I am obviously not going. Yes, I said I have no reasonable excuse not to attend, but I am being lazy, unadventurous, and timid. Plus, today marks the end of the regular season for many college football teams, so the reunion needed to take a backseat. It is lamentable prioritization, especially since college football happens every fall and my class reunion is a once-every-decade event. Even my mom chastised me. There is nothing I can say to defend myself. Here I sit on my couch, watching the Notre Dame-Stanford and Florida State-Florida games with Mervgotti, a fellow ‘01er, while the free beer at the First Avenue Club starts flowing.

Without hesitation, Mervgotti would say he has no regrets about not going. (Honestly, he was probably dead set against going from the start.) But do I regret it? Perhaps. One reason I thought about going was just to do it, just to say I did. Who cares who else was there or not? Though I was not close to any of the confirmed attendees on Facebook, it is not like I did not know them. Regardless, it is pointless deliberating now. I am not there.

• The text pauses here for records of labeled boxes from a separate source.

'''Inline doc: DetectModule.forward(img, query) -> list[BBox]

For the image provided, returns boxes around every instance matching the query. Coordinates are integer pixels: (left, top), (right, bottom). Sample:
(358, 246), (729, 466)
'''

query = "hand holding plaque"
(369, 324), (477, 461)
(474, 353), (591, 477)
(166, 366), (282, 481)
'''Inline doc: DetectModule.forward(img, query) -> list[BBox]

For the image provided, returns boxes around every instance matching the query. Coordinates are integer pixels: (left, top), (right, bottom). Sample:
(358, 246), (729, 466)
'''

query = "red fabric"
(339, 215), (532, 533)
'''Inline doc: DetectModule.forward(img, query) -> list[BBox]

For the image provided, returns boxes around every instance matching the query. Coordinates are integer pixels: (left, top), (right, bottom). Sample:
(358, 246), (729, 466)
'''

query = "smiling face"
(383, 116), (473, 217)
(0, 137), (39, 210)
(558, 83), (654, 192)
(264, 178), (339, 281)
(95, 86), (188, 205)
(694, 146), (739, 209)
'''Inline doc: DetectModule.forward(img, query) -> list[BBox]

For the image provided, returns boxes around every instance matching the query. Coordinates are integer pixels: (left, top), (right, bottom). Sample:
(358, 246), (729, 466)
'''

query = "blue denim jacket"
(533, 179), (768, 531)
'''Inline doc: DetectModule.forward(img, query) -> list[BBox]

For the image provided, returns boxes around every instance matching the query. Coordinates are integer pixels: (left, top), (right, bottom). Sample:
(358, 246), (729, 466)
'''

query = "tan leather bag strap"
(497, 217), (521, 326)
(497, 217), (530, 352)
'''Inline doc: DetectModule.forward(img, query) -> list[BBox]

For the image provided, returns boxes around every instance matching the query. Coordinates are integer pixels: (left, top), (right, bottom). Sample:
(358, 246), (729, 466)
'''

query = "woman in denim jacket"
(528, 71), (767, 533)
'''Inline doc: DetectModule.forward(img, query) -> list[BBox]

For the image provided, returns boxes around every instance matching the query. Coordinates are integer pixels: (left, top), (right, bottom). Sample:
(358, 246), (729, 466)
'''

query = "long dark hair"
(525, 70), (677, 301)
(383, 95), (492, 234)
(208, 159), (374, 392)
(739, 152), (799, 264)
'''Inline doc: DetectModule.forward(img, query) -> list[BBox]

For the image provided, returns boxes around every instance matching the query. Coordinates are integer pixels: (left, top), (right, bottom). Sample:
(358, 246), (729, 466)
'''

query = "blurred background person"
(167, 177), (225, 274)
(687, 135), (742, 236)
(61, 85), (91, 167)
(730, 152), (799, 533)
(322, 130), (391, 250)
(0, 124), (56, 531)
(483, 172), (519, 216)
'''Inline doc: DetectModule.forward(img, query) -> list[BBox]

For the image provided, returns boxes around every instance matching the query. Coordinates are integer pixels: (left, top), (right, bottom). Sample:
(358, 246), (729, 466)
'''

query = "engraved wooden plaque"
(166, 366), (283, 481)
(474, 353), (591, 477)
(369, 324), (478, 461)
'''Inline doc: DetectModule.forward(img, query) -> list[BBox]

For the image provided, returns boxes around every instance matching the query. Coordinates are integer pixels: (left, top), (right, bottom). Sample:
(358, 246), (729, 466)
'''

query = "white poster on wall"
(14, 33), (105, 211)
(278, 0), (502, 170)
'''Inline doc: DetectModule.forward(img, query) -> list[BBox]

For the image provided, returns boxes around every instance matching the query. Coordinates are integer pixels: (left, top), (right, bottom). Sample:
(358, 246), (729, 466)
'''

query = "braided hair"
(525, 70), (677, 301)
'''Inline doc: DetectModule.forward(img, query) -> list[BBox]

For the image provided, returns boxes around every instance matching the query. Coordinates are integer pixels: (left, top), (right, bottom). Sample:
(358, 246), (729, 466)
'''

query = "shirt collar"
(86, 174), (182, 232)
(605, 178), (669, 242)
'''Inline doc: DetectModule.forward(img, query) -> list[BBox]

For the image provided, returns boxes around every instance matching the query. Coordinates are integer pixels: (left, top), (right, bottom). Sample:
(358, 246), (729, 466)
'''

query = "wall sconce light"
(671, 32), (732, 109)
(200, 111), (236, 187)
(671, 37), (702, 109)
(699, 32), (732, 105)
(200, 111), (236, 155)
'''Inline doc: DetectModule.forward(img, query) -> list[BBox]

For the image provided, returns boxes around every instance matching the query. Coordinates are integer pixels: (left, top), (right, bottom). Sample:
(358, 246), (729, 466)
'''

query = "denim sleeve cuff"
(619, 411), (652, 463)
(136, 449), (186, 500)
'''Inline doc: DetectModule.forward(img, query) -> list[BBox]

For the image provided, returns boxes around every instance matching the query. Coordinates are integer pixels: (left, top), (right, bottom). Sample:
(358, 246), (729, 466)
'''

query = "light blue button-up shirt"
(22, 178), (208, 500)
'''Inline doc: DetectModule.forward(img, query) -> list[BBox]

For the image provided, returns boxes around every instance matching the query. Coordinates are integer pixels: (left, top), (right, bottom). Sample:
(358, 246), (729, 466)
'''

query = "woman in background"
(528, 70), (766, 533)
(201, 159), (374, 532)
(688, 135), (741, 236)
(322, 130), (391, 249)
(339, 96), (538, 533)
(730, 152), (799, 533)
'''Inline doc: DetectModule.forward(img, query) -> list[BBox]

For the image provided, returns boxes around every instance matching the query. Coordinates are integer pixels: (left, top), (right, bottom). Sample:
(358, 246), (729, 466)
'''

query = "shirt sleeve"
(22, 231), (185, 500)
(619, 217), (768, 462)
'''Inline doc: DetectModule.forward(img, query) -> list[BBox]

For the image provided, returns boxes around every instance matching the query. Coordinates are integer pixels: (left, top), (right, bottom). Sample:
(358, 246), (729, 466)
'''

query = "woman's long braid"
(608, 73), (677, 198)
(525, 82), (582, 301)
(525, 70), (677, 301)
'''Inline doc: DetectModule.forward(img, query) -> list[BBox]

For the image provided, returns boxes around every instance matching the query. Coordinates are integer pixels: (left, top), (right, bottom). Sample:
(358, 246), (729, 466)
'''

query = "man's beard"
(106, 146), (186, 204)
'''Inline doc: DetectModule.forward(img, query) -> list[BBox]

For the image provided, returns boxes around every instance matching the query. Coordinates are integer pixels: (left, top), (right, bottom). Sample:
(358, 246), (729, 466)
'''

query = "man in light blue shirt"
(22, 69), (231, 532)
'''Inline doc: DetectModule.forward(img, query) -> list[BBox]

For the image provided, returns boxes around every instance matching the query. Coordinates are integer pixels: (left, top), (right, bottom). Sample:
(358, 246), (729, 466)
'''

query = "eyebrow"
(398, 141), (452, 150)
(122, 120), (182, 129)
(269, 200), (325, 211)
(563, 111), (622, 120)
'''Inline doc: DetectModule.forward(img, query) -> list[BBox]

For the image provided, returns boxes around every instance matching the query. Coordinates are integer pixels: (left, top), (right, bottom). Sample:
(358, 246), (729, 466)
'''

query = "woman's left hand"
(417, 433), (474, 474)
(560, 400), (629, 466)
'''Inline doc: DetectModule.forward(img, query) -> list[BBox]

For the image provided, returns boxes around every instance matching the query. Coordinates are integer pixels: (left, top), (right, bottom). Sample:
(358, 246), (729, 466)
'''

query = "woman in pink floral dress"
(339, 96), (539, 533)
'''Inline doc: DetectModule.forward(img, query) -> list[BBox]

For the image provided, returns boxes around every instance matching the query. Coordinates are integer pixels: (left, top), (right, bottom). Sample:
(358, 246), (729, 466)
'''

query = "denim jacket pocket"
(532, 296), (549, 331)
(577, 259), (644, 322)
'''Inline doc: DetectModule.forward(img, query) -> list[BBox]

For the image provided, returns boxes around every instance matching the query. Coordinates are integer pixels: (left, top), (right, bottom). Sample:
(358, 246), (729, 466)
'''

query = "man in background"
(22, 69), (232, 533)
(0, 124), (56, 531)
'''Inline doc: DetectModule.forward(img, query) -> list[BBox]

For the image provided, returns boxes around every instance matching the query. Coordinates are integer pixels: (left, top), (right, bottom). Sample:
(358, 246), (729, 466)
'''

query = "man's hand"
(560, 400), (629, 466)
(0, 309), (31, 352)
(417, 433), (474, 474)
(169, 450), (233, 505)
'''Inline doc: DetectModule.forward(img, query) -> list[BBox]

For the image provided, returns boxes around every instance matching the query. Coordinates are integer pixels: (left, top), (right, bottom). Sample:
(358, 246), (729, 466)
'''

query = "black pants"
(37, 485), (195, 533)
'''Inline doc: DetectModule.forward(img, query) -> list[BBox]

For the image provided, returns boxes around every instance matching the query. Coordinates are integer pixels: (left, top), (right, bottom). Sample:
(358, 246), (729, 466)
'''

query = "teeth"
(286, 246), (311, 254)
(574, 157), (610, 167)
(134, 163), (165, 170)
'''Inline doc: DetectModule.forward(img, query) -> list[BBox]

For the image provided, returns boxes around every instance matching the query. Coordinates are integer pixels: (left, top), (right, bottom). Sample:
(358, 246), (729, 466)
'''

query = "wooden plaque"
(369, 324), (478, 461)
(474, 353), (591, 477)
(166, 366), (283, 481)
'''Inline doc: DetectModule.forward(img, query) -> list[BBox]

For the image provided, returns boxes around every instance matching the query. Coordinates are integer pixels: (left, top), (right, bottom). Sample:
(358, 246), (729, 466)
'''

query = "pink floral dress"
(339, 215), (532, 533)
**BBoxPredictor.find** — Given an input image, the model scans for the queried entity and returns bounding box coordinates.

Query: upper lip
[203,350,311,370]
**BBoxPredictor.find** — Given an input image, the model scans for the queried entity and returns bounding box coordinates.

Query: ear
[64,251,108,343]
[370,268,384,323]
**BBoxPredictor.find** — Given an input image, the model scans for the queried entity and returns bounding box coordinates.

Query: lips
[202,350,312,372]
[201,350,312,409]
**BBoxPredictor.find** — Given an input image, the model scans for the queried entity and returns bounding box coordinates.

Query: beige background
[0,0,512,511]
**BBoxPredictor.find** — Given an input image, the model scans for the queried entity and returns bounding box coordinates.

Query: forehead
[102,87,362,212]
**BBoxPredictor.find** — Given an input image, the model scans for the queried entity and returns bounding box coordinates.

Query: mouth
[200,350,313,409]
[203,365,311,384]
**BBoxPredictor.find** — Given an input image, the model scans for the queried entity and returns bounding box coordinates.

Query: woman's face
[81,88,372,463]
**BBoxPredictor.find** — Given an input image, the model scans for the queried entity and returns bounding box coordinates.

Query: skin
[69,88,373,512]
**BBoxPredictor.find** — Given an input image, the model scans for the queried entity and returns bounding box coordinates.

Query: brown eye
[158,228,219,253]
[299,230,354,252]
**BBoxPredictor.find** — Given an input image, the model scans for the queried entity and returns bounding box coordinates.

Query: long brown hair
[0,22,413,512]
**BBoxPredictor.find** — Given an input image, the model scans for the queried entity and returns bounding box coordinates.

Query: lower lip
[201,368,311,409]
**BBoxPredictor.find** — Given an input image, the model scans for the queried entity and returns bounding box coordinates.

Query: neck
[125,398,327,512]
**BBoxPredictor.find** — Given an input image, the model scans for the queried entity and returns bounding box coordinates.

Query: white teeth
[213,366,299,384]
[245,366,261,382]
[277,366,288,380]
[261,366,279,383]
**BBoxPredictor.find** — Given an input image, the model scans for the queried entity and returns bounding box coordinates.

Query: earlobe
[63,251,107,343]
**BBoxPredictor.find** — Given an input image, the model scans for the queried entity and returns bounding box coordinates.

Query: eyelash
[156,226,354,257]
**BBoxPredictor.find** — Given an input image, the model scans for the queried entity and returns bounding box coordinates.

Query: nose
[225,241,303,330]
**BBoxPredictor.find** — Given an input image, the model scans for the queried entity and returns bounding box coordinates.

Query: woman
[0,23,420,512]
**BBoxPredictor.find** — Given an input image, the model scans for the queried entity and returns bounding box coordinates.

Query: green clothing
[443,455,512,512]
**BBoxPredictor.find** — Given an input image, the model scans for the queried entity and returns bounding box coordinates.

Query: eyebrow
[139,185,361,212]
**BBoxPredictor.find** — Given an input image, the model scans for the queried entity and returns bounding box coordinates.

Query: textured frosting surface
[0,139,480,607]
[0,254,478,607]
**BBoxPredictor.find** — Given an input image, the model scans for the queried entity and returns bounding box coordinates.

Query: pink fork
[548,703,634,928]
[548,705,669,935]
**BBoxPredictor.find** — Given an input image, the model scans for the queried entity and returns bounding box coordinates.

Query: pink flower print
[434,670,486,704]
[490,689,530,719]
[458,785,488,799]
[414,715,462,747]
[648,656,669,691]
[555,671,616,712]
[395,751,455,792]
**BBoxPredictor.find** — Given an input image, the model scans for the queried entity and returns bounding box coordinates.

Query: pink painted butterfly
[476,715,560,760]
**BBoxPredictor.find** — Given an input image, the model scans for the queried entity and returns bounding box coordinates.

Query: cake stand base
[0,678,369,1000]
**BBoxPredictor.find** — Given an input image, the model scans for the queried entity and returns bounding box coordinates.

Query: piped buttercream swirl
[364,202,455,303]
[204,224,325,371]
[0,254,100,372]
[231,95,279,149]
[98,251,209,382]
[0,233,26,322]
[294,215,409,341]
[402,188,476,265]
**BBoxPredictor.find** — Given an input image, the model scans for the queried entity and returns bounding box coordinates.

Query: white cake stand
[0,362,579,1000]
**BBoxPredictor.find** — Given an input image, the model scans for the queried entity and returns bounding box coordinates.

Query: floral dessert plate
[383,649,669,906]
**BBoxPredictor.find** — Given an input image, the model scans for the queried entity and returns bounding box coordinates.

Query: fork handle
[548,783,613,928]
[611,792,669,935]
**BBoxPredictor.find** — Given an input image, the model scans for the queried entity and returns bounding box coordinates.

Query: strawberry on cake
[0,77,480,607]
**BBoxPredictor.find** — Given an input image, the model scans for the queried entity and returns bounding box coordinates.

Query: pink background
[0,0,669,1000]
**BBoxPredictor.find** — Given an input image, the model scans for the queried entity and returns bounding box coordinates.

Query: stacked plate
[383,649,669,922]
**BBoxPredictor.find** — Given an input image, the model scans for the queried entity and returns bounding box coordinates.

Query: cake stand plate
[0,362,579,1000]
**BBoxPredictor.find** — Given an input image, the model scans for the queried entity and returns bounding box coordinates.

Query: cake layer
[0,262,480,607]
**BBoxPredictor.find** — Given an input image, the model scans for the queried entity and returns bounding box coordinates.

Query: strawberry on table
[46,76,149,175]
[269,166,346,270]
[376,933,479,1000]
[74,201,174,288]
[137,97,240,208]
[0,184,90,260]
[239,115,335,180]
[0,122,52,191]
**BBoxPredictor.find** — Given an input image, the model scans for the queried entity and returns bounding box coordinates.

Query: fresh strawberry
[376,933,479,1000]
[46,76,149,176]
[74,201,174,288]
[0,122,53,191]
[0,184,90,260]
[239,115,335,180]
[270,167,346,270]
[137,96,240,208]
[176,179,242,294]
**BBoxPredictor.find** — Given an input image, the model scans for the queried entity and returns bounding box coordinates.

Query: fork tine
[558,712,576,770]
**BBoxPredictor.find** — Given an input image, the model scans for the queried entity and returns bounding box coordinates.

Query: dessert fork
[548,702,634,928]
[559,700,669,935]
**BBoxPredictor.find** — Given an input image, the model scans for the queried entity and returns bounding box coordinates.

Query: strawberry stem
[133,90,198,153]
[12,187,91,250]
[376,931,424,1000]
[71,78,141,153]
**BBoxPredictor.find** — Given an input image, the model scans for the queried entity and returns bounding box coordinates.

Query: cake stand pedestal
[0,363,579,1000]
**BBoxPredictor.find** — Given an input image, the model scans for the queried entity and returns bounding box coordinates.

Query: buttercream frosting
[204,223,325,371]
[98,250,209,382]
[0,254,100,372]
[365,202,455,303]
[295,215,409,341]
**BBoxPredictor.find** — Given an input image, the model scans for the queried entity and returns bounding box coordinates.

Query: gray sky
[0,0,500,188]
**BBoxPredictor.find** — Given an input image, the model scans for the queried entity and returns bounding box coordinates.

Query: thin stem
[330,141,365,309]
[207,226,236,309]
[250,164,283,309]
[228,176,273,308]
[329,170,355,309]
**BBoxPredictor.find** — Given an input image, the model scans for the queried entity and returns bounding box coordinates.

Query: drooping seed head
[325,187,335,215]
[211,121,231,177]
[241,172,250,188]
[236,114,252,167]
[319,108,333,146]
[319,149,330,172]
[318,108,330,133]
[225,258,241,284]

In his own “10 years gone” post, Bobblehead touched on one of Mervgotti’s reasons for not going: nobody has changed. It got me thinking: is that really true? None of us have changed? My knee jerk reaction is to think we have. Seriously — it has been an entire decade! Most of us were relatively naïve 18-year-olds when each of us took a turn walking across the stage at Hancher. Personally, I know I am much more mature, balanced, and experienced than I was that day. At least I feel that way. A lot has happened in the last 10 years, and we have all, no doubt, learned a lot about ourselves and the world around us. The world has undoubtedly changed us, and we have undoubtedly changed the world. Perceptions and ambitions have changed.

Yes, I believe we have all changed, and even Mervgotti needs to admit it. He recently told me a story dating to his days working at a golf course. He was once approached by one of the most notorious jocks from our class, who, along with his equally arrogant twin, probably ruined the high school experience of many classmates. He apologized to Mervgotti for how they treated him in school; they felt bad for having teased him so badly. When I heard that I though, “Wow. Those guys actually grew up?” Mervgotti told them it was no big deal, but I am sure many of our fellow classmates would love to hear a similar apology — and probably love to tell them, “Fuck off! You made my life miserable and you need to live with it, cocksucker!”

Well, the reunion is about half over. I have no clue what it would have been like, but I suppose I should have attended to find out. Perhaps I will in 2021.